Chapter 8
Freddie had invited the Higgins girls to an opening reception at the Winslett Gallery in the neighboring town of Ogunquit, where Sheila was showing some of her photographs, specifically black and white portraits of rundown barns, ruined outbuildings, sagging staircases, and dilapidated farmhouses.
“I like that all of the images are of things falling apart,” Violet said. She was wearing a filmy white cotton dress that came to her ankles and a sparkly pink druzy pendant around her neck. Daisy thought she looked as if she had stepped out of the pages of a fairy story. Daisy herself was wearing jeans and a slightly too small T-shirt under a plaid blouse. The only remotely fancy thing she had to wear was the navy dress she had worn to her father’s funeral, now stuffed in the back of her closet. She had vowed never to wear it again, but for some reason she hadn’t been able to throw it away.
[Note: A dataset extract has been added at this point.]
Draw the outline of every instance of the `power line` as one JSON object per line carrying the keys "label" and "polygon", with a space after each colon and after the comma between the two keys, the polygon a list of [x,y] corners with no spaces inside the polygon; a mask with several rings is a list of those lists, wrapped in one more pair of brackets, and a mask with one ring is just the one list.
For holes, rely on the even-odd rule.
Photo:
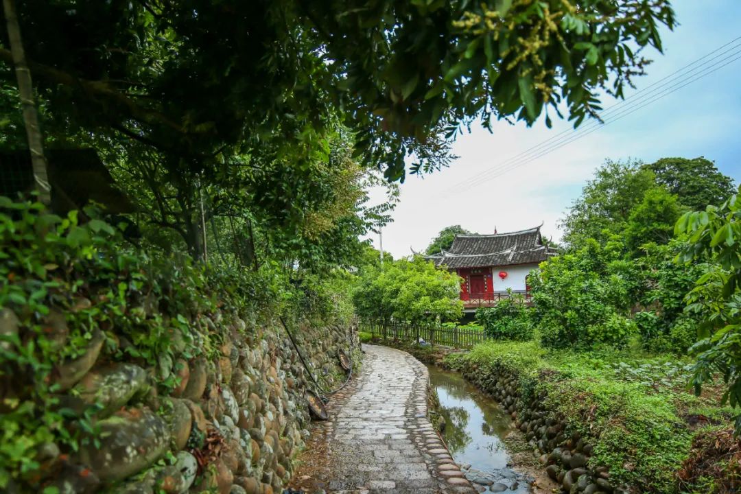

“I find beauty in the decrepit or the nearly so,” Sheila explained to the girls.
Freddie laughed. “That’s why she’s with me.”
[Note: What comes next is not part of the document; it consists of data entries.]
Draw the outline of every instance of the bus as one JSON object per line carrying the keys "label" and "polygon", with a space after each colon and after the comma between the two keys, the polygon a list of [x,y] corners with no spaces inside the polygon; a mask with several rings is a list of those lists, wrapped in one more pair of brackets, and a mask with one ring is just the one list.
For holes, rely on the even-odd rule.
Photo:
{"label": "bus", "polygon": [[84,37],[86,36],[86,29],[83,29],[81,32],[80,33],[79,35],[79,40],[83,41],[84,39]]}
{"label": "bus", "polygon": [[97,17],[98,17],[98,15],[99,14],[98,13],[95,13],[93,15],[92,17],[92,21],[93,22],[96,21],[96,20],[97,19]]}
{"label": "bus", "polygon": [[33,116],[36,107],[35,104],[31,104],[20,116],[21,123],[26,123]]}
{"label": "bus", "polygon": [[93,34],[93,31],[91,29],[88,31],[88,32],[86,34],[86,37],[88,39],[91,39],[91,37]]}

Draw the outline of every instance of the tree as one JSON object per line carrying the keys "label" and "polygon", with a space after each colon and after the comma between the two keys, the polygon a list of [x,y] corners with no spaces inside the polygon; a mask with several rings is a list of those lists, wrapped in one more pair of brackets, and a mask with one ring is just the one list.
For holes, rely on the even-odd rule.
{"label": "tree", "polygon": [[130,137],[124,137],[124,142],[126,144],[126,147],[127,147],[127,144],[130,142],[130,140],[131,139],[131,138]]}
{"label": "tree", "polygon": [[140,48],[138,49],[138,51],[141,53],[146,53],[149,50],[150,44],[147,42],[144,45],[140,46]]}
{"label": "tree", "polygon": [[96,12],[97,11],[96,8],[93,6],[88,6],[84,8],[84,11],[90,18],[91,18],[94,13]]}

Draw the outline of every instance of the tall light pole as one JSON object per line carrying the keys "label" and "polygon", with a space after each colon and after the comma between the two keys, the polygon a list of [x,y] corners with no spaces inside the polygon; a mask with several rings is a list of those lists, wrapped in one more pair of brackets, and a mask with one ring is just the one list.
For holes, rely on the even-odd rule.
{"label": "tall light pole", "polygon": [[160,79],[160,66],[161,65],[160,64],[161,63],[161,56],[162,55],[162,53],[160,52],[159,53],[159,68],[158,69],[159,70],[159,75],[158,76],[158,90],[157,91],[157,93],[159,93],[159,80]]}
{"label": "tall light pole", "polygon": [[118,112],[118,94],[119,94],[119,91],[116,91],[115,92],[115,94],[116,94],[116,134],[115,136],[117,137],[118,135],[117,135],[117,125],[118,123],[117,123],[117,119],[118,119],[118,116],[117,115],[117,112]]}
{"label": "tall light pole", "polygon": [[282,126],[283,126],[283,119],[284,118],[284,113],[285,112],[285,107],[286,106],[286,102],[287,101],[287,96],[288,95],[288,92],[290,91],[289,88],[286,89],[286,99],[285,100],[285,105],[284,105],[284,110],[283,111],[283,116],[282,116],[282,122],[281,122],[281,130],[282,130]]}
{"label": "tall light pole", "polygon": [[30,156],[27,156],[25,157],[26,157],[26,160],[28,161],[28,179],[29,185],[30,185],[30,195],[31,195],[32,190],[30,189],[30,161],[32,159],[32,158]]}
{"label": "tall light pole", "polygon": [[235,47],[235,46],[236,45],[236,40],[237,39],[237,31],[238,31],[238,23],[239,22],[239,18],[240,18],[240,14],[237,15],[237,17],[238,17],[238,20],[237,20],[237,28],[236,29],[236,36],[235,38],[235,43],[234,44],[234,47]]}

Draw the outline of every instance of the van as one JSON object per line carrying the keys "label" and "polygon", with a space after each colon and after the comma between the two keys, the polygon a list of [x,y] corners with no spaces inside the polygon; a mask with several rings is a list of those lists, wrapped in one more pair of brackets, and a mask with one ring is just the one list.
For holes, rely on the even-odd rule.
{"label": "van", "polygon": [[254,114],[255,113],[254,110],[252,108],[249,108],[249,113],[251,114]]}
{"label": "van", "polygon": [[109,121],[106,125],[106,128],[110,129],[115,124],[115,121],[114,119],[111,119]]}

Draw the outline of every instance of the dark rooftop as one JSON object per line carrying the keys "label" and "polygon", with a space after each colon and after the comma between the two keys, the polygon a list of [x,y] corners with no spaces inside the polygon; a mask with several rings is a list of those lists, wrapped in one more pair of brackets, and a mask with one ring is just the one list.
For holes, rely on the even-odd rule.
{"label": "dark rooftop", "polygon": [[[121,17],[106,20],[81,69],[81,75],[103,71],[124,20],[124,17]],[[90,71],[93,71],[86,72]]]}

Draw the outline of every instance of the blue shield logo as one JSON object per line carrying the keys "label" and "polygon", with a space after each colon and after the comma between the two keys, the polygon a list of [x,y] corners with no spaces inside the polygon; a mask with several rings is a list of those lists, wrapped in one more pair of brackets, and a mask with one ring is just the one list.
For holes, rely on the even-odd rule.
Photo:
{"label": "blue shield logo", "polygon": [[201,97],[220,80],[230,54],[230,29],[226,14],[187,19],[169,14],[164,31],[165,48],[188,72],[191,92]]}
“You weren’t always decrepit, darling,” Sheila replied. “But I tolerated you until you became interesting.”
Violet nodded. “I agree with Sheila. I think newness and perfection are boring. Decay is poignant. That’s why fall is my favorite time of the year.”
“Beauty is in the eye of the beholder, right?” Daisy noted. “One person’s perfection is another person’s dilapidation. If that’s even a word. I’ll have to look it up when I get home.”
“Have you always been into photography, Sheila?” Violet asked. “I mean, since way back when you were young?”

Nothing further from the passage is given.